NEW YORK – Doris Lessing, Nobel laureate. This year’s winner of the literature prize should inspire a fresh look at the long, prolific career of the author of “The Golden Notebook” and dozens of other works, and a fresh debate about the taste of Nobel judges.
Lessing, whose novels, short stories, memoirs and plays have reflected her own unexpected journeys across time, space and ideology, was praised Thursday by the Swedish Academy for her “skepticism, fire and visionary power.”
Lessing’s previous honors include the James Tait Black Memorial Book Prize and the W.H. Smith Literary Award.
For at least one generation of women, “The Golden Notebook,” Lessing’s 1962 novel about a writer’s personal and political reckoning, was a moment of self-discovery comparable to “Catch-22” for anti-war protesters or “The Catcher in the Rye” for teenagers.
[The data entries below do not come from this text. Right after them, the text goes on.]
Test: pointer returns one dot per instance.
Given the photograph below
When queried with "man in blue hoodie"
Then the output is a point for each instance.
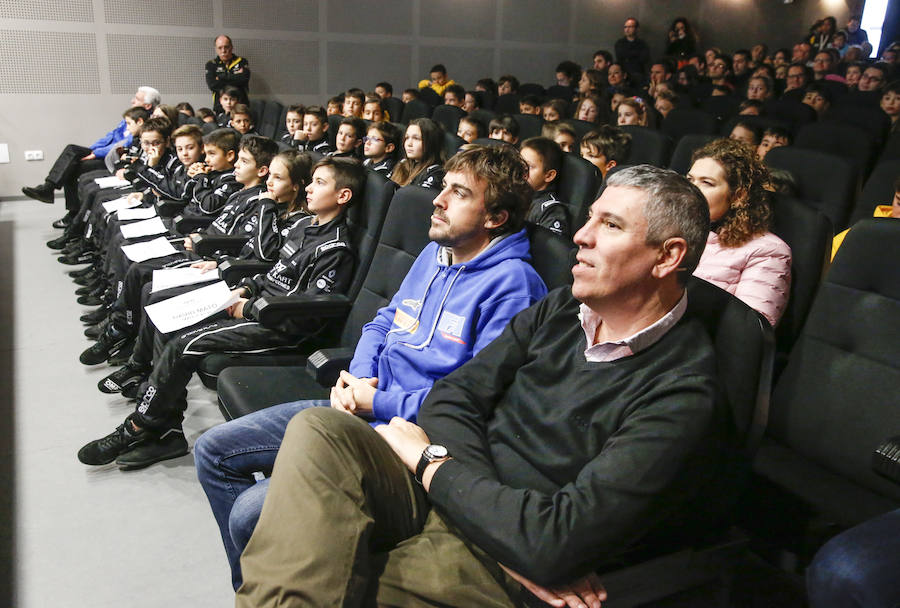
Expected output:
(458, 296)
(75, 160)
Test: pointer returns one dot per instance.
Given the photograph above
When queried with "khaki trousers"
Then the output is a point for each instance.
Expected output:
(345, 524)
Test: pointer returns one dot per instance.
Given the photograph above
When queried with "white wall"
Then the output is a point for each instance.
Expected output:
(69, 67)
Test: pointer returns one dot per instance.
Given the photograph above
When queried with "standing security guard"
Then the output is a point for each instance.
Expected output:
(226, 70)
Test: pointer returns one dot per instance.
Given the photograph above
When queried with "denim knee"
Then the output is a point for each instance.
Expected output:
(245, 513)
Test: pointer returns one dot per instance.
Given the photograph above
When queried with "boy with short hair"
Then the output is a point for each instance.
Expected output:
(504, 127)
(455, 95)
(470, 129)
(315, 131)
(544, 159)
(606, 147)
(563, 134)
(773, 137)
(381, 146)
(372, 109)
(530, 104)
(212, 181)
(293, 122)
(241, 119)
(349, 137)
(354, 100)
(153, 432)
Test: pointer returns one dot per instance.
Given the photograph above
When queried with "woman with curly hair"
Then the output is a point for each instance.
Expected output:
(742, 256)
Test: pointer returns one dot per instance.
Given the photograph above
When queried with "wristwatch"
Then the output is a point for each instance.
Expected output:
(431, 453)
But the Swedish academy’s announcement was stunning even by the standards of Nobel literature judges, who have been known for such surprises as Austria’s Elfriede Jelinek and Italy’s Dario Fo, picks challenged for valuing political dissent over artistic merit.
Lessing, almost two weeks short of her 88th birthday, is the oldest choice ever for a prize that usually goes to authors in their 50s and 60s. Although she continues to publish at least every other year, she has received little attention for her recent work and has been criticized as didactic and impenetrable.
“This is pure political correctness,” American literary critic Harold Bloom, commenting on Lessing’s Nobel, told The Associated Press. “Although Ms. Lessing at the beginning of her writing career had a few admirable qualities, I find her work for the past 15 years quite unreadable … fourth-rate science fiction.”
Lessing is herself a critic of political correctness who broke with the British Communist Party in the 1950s, has often presented women (including herself) as vain and territorial, and has insisted that “The Golden Notebook” is not a “trumpet for Women’s Liberation,” as she wrote in the introduction for a 1993 reissue.
Author “couldn’t care less”
LONDON – Doris Lessing pulled up to her home in a black cab. A media horde was waiting. Reporters told her she had won the Nobel Prize for literature, to which she responded: “Oh, Christ! … I couldn’t care less.”
“This has been going on for 30 years,” she said. “I’ve won all the prizes in Europe, every bloody one, so I’m delighted to win them all, the whole lot, OK? It’s a royal flush. … I’m sure you’d like some uplifting remarks.”
Lessing, 87, is the oldest winner of the literature prize.